| Traffic | Weather | Your account | Movies | Restaurants | Today's events |
|
|
Sunday, November 12, 2006 - Page updated at 12:00 AM Could the future bring the Internet as your personal adviser?The New York Times SAN FRANCISCO — From the billions of documents that form the World Wide Web and the links that weave them together, computer scientists and a growing collection of startup companies are finding new ways to mine human intelligence. Their goal is to add a layer of meaning to the existing Web that would make it less of a catalog and more of a guide — and provide the foundation for systems that can reason in a human fashion. That level of artificial intelligence, with machines doing the thinking instead of simply following commands, has eluded researchers for more than 50 years. The effort, referred to as Web 3.0, is in its infancy, and the idea has given rise to skeptics who have called it an unobtainable vision. But the underlying technologies are rapidly gaining adherents, at big companies such as IBM and Google and at small ones.
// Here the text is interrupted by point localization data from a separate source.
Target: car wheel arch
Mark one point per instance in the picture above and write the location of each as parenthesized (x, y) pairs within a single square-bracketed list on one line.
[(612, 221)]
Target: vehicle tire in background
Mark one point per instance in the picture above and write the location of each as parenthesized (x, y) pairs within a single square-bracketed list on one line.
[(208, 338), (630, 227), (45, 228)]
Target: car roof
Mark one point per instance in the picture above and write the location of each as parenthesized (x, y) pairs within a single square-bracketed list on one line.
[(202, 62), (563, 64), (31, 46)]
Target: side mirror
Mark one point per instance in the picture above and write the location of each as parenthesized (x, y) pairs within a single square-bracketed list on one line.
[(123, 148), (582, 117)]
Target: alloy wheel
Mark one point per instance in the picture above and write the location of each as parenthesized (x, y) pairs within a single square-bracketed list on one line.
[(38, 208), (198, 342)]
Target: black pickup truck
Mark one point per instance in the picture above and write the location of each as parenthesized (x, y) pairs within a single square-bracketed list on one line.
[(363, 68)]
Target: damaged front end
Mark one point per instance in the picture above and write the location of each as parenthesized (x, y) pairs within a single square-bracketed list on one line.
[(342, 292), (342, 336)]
Their projects often center on simple, practical uses, from producing vacation recommendations to predicting the next hit song. But in the future, more powerful systems could act as personal advisers in areas as diverse as financial planning, with an intelligent system mapping out a retirement plan for a couple, for instance, or educational consulting, with the Web helping a high-school student identify the right college. The projects aimed at creating Web 3.0 take advantage of increasingly powerful computers that can quickly and completely scour the Web. "I call it the World Wide Database," said Nova Spivack, founder of a startup whose technology detects relationships between nuggets of information, rather than storing the information itself. "We are going from a Web of connected documents to a Web of connected data." Seamless connection? Web 2.0, which describes the ability to seamlessly connect applications (such as word processing) and services (such as photo-sharing) over the Internet, has in recent months become the focus of dot-com-style hype in Silicon Valley. But commercial interest in Web 3.0 — or the "semantic Web," for the idea of adding meaning — is only now emerging. The classic example of the Web 2.0 era is the "mash-up," connecting a rental-housing Web site with Google Maps to create a more useful service that automatically shows the location of each rental listing.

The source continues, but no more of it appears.